Quel est le sens de la démarche de Donald Trump d’augmenter le budget militaire ?

Il s’agit d’une somme importante, mais pas si extraordinaire que ça. Le budget actuel pour 2016 était d’un peu moins 600 milliards de dollars. Certes, c’est une nette augmentation par rapport à ce qui était prévu sous Obama, de réduire un peu les enveloppes. Il s’agit plus d’un langage politique inventé par Trump pour ses relations avec le Congrès, qu’une décision guidée par des considérations stratégiques ou géopolitiques majeures. Il y a des raisons d’augmenter ce budget par rapport à la situation actuelle. Des rapports l’an dernier du Contrôleur du gouvernement (GAO) et du Pentagone ont fait savoir qu’il y avait du matériel et des éléments militaires obsolètes, et qu’il fallait revaloriser le tout. Cela concerne un peu la Navy et surtout l’US Air Force, par exemple. De plus, des républicains conservateurs liés au Tea Party, notamment le sénateur McCain, ont dit qu’il fallait réinjecter de l’argent dans l’armée, pour maintenir son statut international. Alors que de nouvelles puissances se développent, comme la marine chinoise ou l’armée russe qui réveille son intérêt pour l’Europe de l’Est. D’autre part, les démocrates ont choisi, il y a deux semaines, de traiter cette question du budget militaire comme une question politique. Ils ont dit que toute dépense militaire devrait être accompagnée d’au moins l’équivalent pour des questions sociales, économiques, sanitaires, etc. Comme cette augmentation serait financée par une baisse de 54 milliards des dépenses de ces secteurs, c’est une attaque contre les démocrates.

Cela pourrait-il suffire à favoriser une course aux armements dans le monde ?

Absolument pas. Avec 54 milliards en plus sur un budget déjà important, cela ne suffira pas. Vous ne refaites pas une force d’armement avec ça. Si les Américains souhaitaient, par exemple, multiplier leur budget par deux, cela ferait en effet réactiver une puissance face à des puissances émergentes comme la Chine. Trump a affiché une politique non pas totalement isolationniste, mais de retrait sur un certain nombre de conflits. On veut moins intervenir tout en étant plus dissuasif, et rester un acteur majeur. Il n’est pas dans une phase d’armement militariste.

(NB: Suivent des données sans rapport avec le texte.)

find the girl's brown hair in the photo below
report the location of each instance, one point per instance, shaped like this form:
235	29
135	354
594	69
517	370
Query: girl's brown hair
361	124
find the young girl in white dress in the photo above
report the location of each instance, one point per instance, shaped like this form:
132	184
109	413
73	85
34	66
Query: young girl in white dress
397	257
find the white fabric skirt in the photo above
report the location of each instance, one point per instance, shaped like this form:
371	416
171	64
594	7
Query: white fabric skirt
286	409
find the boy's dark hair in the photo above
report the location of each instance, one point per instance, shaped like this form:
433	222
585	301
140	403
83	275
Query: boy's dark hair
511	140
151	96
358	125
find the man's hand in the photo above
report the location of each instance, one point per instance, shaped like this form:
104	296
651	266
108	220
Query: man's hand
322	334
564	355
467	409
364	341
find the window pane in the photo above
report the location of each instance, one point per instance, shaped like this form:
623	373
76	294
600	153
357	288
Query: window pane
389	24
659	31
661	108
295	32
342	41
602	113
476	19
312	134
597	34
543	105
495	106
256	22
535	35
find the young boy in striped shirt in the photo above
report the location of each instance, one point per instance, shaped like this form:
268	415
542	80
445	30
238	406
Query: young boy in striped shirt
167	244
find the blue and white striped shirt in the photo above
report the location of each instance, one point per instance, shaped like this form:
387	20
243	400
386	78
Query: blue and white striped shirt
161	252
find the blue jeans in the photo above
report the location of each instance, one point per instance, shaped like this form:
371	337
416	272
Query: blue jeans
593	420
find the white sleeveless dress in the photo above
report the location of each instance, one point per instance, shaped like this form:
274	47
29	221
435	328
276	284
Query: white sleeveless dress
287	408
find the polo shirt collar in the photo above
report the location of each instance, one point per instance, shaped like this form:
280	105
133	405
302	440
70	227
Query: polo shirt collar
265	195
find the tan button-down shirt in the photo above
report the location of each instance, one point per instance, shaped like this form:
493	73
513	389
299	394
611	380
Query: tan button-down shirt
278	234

« C’est tout à fait cohérent avec sa position protectionniste »

Y a-t-il aussi une volonté de relancer les industries américaines d’armement ?

Il y a un élément de politique keynésienne dans l’action de Trump : cette idée que l’investissement public est un soutien de la croissance. Et c’est tout à fait cohérent avec sa position protectionniste en matière de taxation douanière, de son discours sur le fait que les Etats-Unis ont été trop coulants et ont laissé d’autres acteurs profiter de leur bonne volonté. Donc il y aurait un côté revivification de l’industrie de défense. Mais à nouveau, les 54 milliards pour l’armée, c’est important, mais ce n’est pas non plus un New Deal. C’est plus un ajustement tactique pour donner un peu plus de liquidité dans le système de l’armée, si le budget suit. Car il s’agit seulement d’une proposition au Congrès, et il verra bien si les républicains le suivent. Le Congrès, ces dernières années, a eu des difficultés à honorer les engagements qu’il avait pris auprès du chef de l’Etat, ou à répondre aux demandes des présidents successifs. Sa capacité, aux Etats-Unis, de voter un budget, est très complexe en ce moment. Donc, il n’est pas sûr que ça se passe mieux que sous les précédentes législatures.